6  Loading and tidying Excel data

In the first part of the course, we saw how SPSS data (.sav) can be loaded into R using the haven package. Another common format of data that cannot be loaded into base R is excel (.xlsx). The package required to read Excel data is the readxl package.

If this is the first time using the readxl package, remember to install this to your machine using the install.packages function:

install.packages("readxl")

Once this package has been installed, add it to the list of packages to install at the top of your script file:

pacman::p_load(tidyverse, haven, readxl)

6.1 Loading an Excel sheet into R

As with any file format, we must ensure data are in the correct form before loading them into R, ensuring each column represents a variable, each row represents an observation, and there are no tables or graphics.

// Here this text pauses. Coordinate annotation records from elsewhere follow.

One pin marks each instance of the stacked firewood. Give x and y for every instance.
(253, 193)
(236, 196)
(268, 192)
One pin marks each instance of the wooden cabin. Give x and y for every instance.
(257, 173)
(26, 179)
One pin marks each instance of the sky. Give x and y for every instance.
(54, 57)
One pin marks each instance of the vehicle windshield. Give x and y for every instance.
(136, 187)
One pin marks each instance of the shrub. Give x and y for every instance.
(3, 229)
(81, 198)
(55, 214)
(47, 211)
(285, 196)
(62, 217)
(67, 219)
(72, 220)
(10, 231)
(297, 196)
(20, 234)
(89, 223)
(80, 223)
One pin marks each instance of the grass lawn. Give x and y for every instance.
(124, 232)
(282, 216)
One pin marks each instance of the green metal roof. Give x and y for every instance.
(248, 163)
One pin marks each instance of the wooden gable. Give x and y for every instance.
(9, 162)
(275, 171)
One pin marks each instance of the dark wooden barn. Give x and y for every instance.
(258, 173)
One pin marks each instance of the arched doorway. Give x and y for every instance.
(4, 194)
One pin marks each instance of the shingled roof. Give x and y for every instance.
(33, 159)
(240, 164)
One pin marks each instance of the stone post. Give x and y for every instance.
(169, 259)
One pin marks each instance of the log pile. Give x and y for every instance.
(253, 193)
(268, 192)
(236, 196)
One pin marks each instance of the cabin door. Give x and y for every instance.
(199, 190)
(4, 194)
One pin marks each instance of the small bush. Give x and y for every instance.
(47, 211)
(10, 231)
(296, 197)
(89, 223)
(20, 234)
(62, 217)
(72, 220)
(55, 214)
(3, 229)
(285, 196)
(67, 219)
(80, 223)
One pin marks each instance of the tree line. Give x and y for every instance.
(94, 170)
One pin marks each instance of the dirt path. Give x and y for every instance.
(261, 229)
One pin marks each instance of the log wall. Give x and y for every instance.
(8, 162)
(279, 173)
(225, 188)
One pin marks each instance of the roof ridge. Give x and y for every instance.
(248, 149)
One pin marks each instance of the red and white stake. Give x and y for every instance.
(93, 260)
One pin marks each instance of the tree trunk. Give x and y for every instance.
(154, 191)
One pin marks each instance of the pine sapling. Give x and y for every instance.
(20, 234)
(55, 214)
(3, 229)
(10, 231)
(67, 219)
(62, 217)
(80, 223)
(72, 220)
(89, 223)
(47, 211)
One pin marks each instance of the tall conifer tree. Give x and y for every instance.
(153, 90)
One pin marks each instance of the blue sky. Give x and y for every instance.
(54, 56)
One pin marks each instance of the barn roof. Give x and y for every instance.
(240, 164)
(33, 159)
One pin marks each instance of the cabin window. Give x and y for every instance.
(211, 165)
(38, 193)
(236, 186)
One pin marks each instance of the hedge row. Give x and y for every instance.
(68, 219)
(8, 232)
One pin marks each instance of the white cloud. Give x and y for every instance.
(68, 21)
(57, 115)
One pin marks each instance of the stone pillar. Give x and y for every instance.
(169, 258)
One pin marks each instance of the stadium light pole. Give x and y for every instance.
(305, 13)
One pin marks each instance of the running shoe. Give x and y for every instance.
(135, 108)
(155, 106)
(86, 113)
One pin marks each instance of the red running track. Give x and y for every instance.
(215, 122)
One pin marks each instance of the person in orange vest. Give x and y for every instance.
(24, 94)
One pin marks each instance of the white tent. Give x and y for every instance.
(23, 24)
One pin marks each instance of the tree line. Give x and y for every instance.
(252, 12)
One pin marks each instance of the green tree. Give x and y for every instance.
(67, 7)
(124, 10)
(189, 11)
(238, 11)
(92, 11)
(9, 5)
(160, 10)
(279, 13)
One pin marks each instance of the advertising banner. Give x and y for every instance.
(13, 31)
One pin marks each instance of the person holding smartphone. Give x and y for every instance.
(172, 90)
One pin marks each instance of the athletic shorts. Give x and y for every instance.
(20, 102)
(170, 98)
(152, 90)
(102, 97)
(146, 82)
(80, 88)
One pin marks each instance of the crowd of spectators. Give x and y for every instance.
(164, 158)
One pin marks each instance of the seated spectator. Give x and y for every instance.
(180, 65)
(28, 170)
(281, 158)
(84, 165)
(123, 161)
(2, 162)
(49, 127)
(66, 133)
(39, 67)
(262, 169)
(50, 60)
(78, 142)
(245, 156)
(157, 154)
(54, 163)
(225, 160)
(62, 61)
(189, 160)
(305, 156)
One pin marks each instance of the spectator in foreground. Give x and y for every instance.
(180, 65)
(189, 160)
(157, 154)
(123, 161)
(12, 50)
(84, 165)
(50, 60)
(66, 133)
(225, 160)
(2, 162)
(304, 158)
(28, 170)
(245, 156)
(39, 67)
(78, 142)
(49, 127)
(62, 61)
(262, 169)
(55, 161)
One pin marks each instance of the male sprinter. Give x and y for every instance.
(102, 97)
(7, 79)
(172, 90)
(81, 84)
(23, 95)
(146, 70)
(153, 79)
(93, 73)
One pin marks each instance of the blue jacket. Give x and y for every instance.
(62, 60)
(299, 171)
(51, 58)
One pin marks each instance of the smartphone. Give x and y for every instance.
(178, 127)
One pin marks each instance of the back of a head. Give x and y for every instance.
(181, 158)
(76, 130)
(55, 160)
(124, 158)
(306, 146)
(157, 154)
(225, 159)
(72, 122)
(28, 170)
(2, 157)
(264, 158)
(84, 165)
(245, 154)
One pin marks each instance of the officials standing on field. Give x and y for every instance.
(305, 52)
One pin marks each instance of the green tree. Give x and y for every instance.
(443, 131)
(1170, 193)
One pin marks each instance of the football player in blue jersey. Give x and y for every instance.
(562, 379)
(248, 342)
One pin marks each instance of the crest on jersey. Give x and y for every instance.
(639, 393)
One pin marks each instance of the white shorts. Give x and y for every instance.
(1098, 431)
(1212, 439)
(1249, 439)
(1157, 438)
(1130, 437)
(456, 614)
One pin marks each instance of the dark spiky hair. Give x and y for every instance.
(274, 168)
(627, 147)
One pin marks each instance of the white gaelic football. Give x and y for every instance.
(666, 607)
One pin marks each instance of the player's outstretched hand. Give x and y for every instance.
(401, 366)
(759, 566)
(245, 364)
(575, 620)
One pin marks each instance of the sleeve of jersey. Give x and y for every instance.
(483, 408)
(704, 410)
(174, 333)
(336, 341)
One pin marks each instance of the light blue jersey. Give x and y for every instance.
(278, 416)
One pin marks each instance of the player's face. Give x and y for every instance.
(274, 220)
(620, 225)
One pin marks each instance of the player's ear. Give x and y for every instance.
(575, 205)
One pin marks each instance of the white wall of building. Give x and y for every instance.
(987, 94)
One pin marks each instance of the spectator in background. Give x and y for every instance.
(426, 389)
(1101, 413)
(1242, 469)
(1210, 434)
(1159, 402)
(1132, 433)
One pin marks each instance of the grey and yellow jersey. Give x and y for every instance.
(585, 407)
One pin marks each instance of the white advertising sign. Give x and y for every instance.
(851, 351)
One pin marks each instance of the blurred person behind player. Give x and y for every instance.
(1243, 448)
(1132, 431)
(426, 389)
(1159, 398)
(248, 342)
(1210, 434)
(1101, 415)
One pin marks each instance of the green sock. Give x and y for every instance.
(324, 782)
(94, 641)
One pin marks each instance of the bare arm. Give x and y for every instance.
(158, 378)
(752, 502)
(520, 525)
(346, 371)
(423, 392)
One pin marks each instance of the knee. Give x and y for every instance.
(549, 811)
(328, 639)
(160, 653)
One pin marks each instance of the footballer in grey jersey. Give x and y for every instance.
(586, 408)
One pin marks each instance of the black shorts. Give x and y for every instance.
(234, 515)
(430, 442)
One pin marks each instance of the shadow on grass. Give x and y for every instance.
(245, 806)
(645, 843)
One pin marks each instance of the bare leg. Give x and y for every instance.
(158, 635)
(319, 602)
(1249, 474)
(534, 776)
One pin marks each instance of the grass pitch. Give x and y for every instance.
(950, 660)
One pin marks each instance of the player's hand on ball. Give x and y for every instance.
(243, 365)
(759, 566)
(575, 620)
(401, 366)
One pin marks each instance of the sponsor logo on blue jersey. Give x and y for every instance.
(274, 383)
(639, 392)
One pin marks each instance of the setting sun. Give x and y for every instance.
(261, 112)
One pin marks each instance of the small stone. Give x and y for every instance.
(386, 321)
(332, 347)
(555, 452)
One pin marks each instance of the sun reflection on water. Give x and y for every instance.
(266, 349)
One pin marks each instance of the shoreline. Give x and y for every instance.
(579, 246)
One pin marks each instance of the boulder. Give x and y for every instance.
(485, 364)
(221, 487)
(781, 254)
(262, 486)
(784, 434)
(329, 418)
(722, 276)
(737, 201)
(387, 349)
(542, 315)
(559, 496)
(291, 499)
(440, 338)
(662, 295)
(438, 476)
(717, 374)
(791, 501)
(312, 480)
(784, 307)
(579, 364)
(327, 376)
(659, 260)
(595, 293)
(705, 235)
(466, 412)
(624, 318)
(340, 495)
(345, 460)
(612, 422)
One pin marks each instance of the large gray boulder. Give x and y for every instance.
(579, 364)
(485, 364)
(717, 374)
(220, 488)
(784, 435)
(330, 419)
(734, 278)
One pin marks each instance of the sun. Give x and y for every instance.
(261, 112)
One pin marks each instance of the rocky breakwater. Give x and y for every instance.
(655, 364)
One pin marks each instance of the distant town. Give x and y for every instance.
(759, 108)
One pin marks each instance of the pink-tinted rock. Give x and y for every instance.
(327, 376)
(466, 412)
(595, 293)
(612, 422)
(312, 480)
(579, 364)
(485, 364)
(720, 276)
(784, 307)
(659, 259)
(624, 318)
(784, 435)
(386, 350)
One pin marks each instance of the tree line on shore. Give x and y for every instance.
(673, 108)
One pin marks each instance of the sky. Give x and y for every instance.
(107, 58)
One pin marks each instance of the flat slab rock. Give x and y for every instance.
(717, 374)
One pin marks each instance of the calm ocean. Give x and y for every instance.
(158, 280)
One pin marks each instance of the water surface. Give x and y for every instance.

Excel files can be a little tricker to manipulate than SPSS and CSV files as they often contain multiple sheets. This is the case for the data that we will be using for this part of the course.

The Excel file that we will be loading contains the Office for Budget Responsibility (OBR) economic and fiscal outlook. This contains many sheets of data, but for this course we will just be focusing on three:

  • 1.6 Labour market
  • 1.14 National living wage
  • 1.17 Housing market

Let’s begin with housing market data, stored in the 18th sheet, labelled “1.17”. This sheet can be selected in the read_xlsx function using the sheet argument.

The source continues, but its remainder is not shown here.